Öğretmenlerin sorunlarını büyütüyor
Meclis’e getirilmesi planlanan ve öğretmenleri ilgilendirecek olan yasa tasarısına da işaret eden Temelli, bu tasarının öğretmenleri sorunlarını çözmeyeceğini tam tersine daha da büyüteceğini belirtti. Temelli, “Dönüp öğretmenlik mesleğine baktığımızda her geçen itibarsızlaştırılan, özlük haklarına ilişkin çözümsüzlüğün devam ettiği, atanmayan öğretmenler sorunun büyüdüğü, eşit işe eşit ücret meselesinin bir tülü halledilemediği bir meslekle karşı karşıyayız. Zaten 18 milyon öğrencinin olduğu ki 13-14 milyon aileden bahsediyoruz, 1 milyonu aşkın öğretmenin olduğu bir ülkede bu mesleğin temel sorunlarını çözmeden aslında eğitim sorununu çözmek mümkün değil. Bunu çok iyi biliyoruz. Fakat bu mesleğin temel sorunlarını çözme yöntemi de bu olamaz. Tam tersine bu yaklaşım piyasacı bir anlayışla bu yaklaşım öğretmenler arasında bir rekabeti teşvik etmekte ve bu rekabetin sonucunda da öğretmenleri mağdur etmek gibi bir projeyi karşımıza getirmektedir. Dört dönem sürecek akademi, kurs boyunca özlük haklarında mahrum kalacaklar. Genel Sağlık Sigortası kapsamında bu dört dönemi geçirecekler. Sonrasında üç yıl boyunca stajyer öğretmen olacaklar. O üç yılın sonunda öğretmen olup olamayacakları da meçhul. Bu kurs dönemi boyunca da alacakları ücret 14 bin lira gibi komik bir rakam.

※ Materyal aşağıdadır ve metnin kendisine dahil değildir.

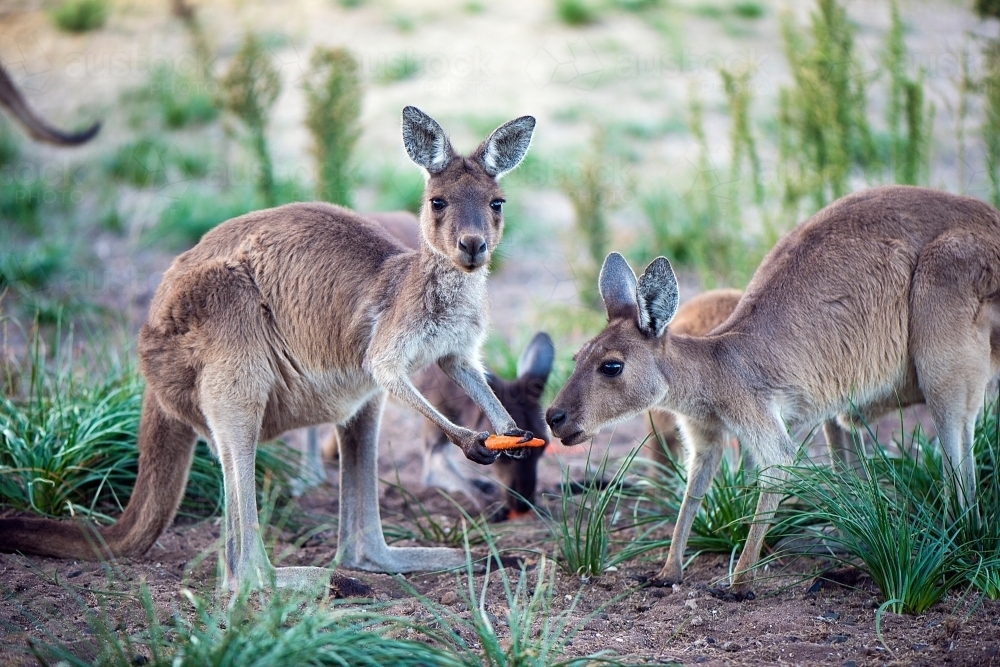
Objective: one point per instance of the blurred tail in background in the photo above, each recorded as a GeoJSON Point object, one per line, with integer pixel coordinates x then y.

Yani öğretmen olmuş bir insanını kursa tabi tutacaksınız, 14 bin lira maaş vereceksiniz sonra stajer yapacaksınız, üç yıllık stajyerlikten sonra akıbeti belirsiz bir yere doğru iteceksiniz” şeklinde konuştu.
Asgari ücret
Temelli, konuşmasının devamında şunları söyledi: “Türkİş rakamları açıkladı. Türkİşe göre yoksulluk sınırı 62 bin liraya ulaşmış durumda. Açlık sınırı 20 bin lirayı geçmiş durumda. Fakat asgari ücret 17 bin liradır. Bakan asgari ücretin yüksek olduğunu söyledi. Bu artık asgari ücretlilerle ücretliler ve emeklilerle alay etmek dışında bir şey değil. Bugün 17 bin lirayı yüksek olarak gören bu zihniyetin acilen istifa etmesi gerektiğini dile getiriyoruz. Çünkü çalışanların yüzde 60’ı asgari ücret alıyor. Dolayısıyla çalışanların yüzde 60’ı asgari ücretle yaşarken, ‘ülkede asgari ücret yüksek’ diyorsanız siz bu ülkenin hazine ve maliye bakanı olamazsınız. Siz olsanız olsanız uzak doğuda, emek sömürüsünün yoğun yapıldığı ülkelerde hazine ve maliye bakanı olursunuz. Orada asgari ücretin ne düzeyde olduğunu çok iyi biliyoruz.”
Kira artış oranı yüzde 65 olacak
Kiralarda kalkan yüzde 25 zam sınırını hatırlatan Temelli, “Kiralarda yüzde 25 sınırlamasının kalkmasıyla beraber kira artış oranı yüzde 65 olacak. Şimdi düşünün 10 bin lira kira veriyorsunuz. Asgari ücretlisiniz ve ev sahibiniz geldi dedi ki yüzde 65 zam yap. Vereceğiniz kira 16 500 lira olacak. 17 bin lira maaş alacaksınız 16 500 lira kira vereceksiniz . Neden 10 bin lira kira dedim. Türkiye’de şu anda en düşük kira 10 bin lira. Dolayısıyla eğer bir de asgari ücretli iseniz elinizde 500 lira kaldı demektir. Ve bakan çıkıyor diyor ki asgari ücret yüksek” ifadelerini kullandı.
Sermaye iktidarından kurtulmak
Gidişata son vermenin yolunun sermaye iktidarından kurtulmak olduğunu dile getiren Temelli, “Emekçilerin, emeklilerin, mağdurların, kadınların, yoksulların haklarının karşılandığı eşit işe eşit ücrete insanca yaşanabilecek bir ücretin var olduğu bir düzenin kurulabilmesi adına kamu kaynaklarının hakça adaletçe paylaşılacağı bir düzenin biran önce hayata geçmesi ancak bu sorunların çözümüne katkı sağlayabilir” dedi.